Piecing Together Los Angeles: An Esther McCoy Reader

For the most part, Los Angeles architecture has made its mark and numerous international and domestic architects will compete for an opportunity to design a residence, a public, or a commercial building. This was not always the case. There was someone who recognized the value, quality, originality and importance of the West and its architecture, at a time when it was not considered worth evaluating, predominantly by those in the East. In an interview Esther McCoy said, “ … Los Angeles has always been open to new ideas. Los Angeles is not rigid at all. It’s a plunger city. San Francisco from the beginning was more oriented to New York and Europe than Los Angeles. So Los Angeles became a place where experimentation was freer. It’s true even in postmodernism that Los Angeles has led the way.” Her insights and thoughts have stood the test of time. As with her writing, her life was distinctive and outstanding. Her name and achievements are not that well known, which is why this collection of her works is so important and valuable. She wrote about what interested her, not only about architecture. There were short stories, novels, and what we would call investigative journalism. In 1937, she wrote a well substantiated opinion inThe Daily News, stating why rents should come down, rather than go up.  She was an inspired critic who had the talent and ability to make analysis compelling and fascinating. She makes us look, and look again, and then think.  Other than Esther McCoy I doubt there is anyone else who could make us look anew at the Bradbury Building. "A vast hall full of light, the Bradbury Building," published in 1953 and included in this collection, will make you want to do just that. 

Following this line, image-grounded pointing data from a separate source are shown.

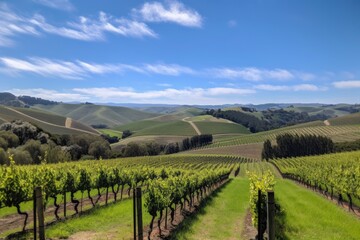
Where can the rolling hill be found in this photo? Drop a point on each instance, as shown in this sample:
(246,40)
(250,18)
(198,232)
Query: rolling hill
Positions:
(91,114)
(49,122)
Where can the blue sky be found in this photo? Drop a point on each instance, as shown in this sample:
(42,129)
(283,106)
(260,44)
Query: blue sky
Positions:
(182,52)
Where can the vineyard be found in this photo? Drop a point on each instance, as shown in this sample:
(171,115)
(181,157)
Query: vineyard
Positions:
(168,181)
(334,174)
(336,133)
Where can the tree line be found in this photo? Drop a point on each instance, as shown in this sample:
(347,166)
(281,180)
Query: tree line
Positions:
(288,145)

Originally from Arkansas, born in 1904, her life was peripatetic, with lots of travel in the United States and abroad. For a while during the 1920s she lived and worked in New York City, as an assistant to Theodore Dreiser, and as a freelancer, which she would do for the rest of her life. She moved to Los Angeles for her health and worked as a draughtswoman in R. M. Schindler’s West Hollywood office. At some point she applied to USC's school of architecture, but her application was "discouraged." The field was known for its overt misogyny and ageism, and at the time, after World War II, preference was given to male students on the G.I. Bill. We will never know what architecture lost. From her diverse interests, curiosity, and eloquence, it is very clear what we gained. Susan Morgan compiled this selection of essays and opinions and this was the first book published by East of Borneo Books. Morgan tells us that Esther McCoy wrote and contributed even more articles and numerous short stories to a wide range of periodicals. I would love to read them all, so this is a clarion call to someone out there to gather those works and get them published. We deserve to read everything that she wrote and published, and her work merits a book or two that compiles everything.  Although the styles of writing and the interests are different, she and Joan Didion were writers who looked at the world, thought about it, and wrote in ways that were unique and distinctive. And, their thoughts and works make us look at the world around us in new ways.